Omaha officials have dropped obscenity charges against two record retail chains after they agreed to stop selling sexually explicit albums by Miami rap group 2 Live Crew to minors.
The controversial case was dismissed late Tuesday after representatives for Trans World Music Corp., and Pickles Records & Tapes signed a stipulation saying they would cease selling the group’s “Sports Weekend--As Nasty as They Wanna Be Part II” album, as well as other potentially “harmful” recordings to underage customers.
“We dismissed the charges because we were convinced that these corporations had no criminal intent to sell the recording to juveniles,” Omaha City Prosecutor Gary Bucchino said Wednesday in a phone interview from Omaha. “After talking to their representatives, we found that they want the community kept free from distribution of these materials to minors and they were more than willing to cooperate with us. So, we decided to work with them.”
Tuesday’s unusual “good faith” agreement, which is not binding by law, also requires the retailers to either segregate potentially offensive recordings or install a warning system near the cash register to alert employees and customers that minors are not allowed to purchase “harmful” albums.
2 Live Crew leader Luther Campbell hailed Tuesday’s decision as a First Amendment triumph, but Jeffrey A. Jones, senior vice president and chief financial officer of the 597-outlet, Albany, N.Y.-based Trans World chain, said he resented the way Omaha officials handled the case.
“This was nothing but a huge waste of time,” said Jones, who maintains that his store already had such policies in effect on April 22 when Bucchino filed “distributing obscenity to minors” charges against the corporation.
“All that happened here was that we wasted thousands of dollars of our shareholders’ money on lawyers’ fees. God only knows how much the city of Omaha wasted. I don’t feel good at all about the way this situation was handled.”
The case, which was scheduled to go to trial in two weeks, was based on evidence allegedly gathered during a private sting orchestrated by Omaha City Councilman Steve Exon and an anti-pornography group called Omaha for Decency in conjunction with Bucchino and the city police vice squad.
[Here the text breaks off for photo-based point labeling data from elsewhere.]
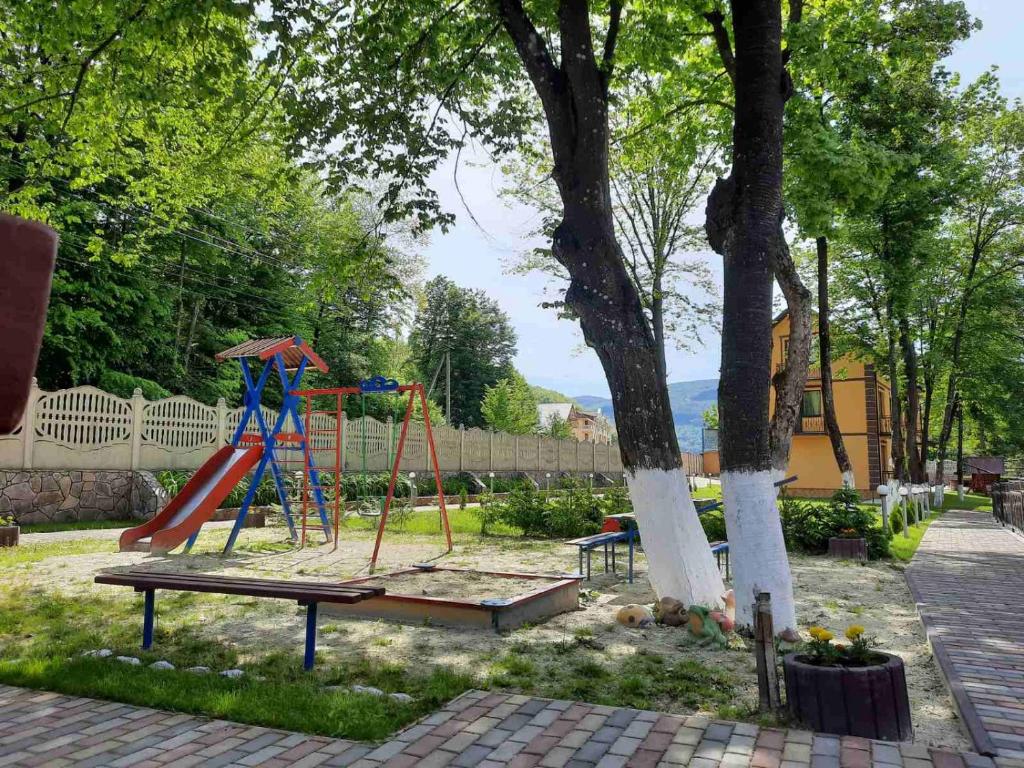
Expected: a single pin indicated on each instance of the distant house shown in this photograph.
(861, 396)
(586, 426)
(984, 470)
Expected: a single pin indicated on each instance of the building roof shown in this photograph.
(987, 465)
(546, 410)
(292, 349)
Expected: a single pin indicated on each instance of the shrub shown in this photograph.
(714, 525)
(574, 513)
(808, 525)
(524, 509)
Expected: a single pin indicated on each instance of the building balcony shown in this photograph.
(813, 373)
(811, 425)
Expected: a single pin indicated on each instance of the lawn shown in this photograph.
(52, 527)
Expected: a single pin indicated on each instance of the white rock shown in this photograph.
(368, 689)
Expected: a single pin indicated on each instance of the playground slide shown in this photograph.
(195, 504)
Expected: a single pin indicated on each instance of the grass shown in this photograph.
(52, 527)
(579, 670)
(24, 554)
(43, 635)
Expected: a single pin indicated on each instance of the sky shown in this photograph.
(551, 352)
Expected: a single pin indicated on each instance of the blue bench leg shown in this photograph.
(630, 571)
(307, 663)
(147, 619)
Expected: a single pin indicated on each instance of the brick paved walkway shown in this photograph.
(968, 579)
(476, 729)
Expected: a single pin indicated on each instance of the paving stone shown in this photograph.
(606, 734)
(472, 756)
(883, 753)
(624, 745)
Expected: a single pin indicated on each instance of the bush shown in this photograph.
(714, 525)
(808, 525)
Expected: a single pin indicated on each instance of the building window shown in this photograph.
(811, 406)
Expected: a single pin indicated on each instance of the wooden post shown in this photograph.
(29, 425)
(769, 698)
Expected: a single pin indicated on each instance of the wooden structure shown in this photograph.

Employees at each store allegedly sold the sexually explicit album to minors.
Under Nebraska obscenity statutes, it is a first-degree misdemeanor to sell “harmful” material to minors, with violators subject to up to a year in jail and a $1,000 fine upon conviction.
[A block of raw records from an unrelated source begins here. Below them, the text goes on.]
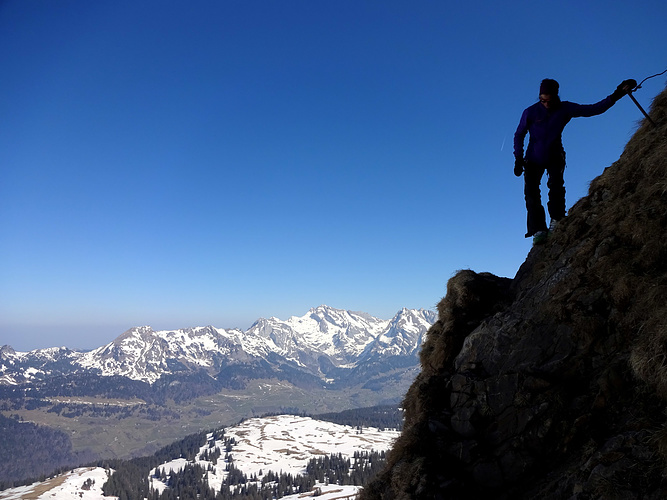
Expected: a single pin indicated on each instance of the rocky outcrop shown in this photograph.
(553, 384)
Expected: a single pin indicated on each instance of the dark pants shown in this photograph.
(532, 178)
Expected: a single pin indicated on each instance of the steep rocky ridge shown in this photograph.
(553, 384)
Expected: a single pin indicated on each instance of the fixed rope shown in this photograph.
(635, 100)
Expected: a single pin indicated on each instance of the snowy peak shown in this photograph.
(324, 343)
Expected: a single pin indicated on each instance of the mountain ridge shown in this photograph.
(323, 341)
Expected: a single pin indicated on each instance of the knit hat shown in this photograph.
(549, 87)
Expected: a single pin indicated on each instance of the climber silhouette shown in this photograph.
(545, 121)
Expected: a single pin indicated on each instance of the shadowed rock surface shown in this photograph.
(553, 384)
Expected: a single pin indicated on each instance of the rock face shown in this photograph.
(553, 384)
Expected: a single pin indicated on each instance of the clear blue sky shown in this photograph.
(186, 163)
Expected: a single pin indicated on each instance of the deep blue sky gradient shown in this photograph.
(175, 164)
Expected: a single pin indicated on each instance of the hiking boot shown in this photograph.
(540, 237)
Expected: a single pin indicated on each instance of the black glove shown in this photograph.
(624, 87)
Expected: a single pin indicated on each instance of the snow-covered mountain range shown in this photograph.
(326, 346)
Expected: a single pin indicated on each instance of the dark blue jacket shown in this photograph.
(546, 128)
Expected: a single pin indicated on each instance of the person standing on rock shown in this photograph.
(545, 121)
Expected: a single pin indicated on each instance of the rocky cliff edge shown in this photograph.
(553, 384)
The stipulation specifies that “without admitting guilt” both retailers acknowledge that 2 Live Crew’s “Nasty II” cassette “may be harmful to minors.” Each company also agreed that more stringent methods should be taken in the future to prevent future sales of such material to minors.
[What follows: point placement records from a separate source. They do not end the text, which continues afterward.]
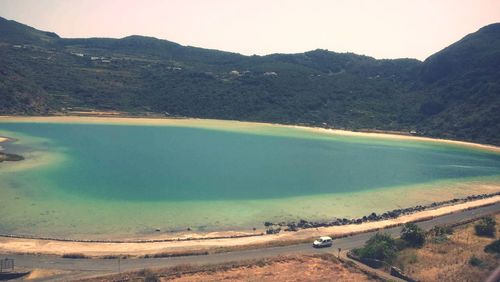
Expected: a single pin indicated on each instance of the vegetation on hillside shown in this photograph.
(452, 94)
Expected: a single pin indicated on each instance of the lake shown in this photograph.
(108, 180)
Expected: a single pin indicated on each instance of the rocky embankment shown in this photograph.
(274, 228)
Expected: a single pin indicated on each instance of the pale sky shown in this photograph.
(377, 28)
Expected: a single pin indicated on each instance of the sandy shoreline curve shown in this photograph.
(92, 249)
(241, 125)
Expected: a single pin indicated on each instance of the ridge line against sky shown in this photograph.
(381, 29)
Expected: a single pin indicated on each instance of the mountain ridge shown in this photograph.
(451, 94)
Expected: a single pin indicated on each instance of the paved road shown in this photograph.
(87, 267)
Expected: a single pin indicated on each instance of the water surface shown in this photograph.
(123, 180)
Bucchino said representatives for the retailers discussed the possibility of employing a computerized point-of-sales device that would trigger a warning beep at the cash register every time a clerk rings up a sale for a potentially offensive album.
Richard Dinsmore, the attorney who represented Pickles owners Rod Ferguson and Bill Hempel, downplayed the significance of the restrictive language of the agreement.
“This was not a trade-off in any way, shape or form,” Dinsmore said. “We are under no legal obligation to do anything we haven’t already been doing. We already use a buzzer system. The important thing here, from a First Amendment perspective, is that the stores retain control over determining what may or may not be objectionable, not some prosecutor or government official.”
However, Bucchino, who four months ago successfully prosecuted Pickles Records & Tapes for selling 2 Live Crew’s 1989 “As Nasty as They Wanna Be” album to an 11-year-old girl, said he was satisfied with the outcome of the case.
“This isn’t just about 2 Live Crew,” he said. “This stipulation applies to all albums that contain sexual conduct. Omaha has not had any problems with hard-core porno dealers operating or distributing material containing sexual conduct to minors in our city for the past 15 years and our only purpose in pressing charges against these retailers was to ensure compliance with the ‘harmful to minor’ statute. We felt this agreement was a reasonable solution.”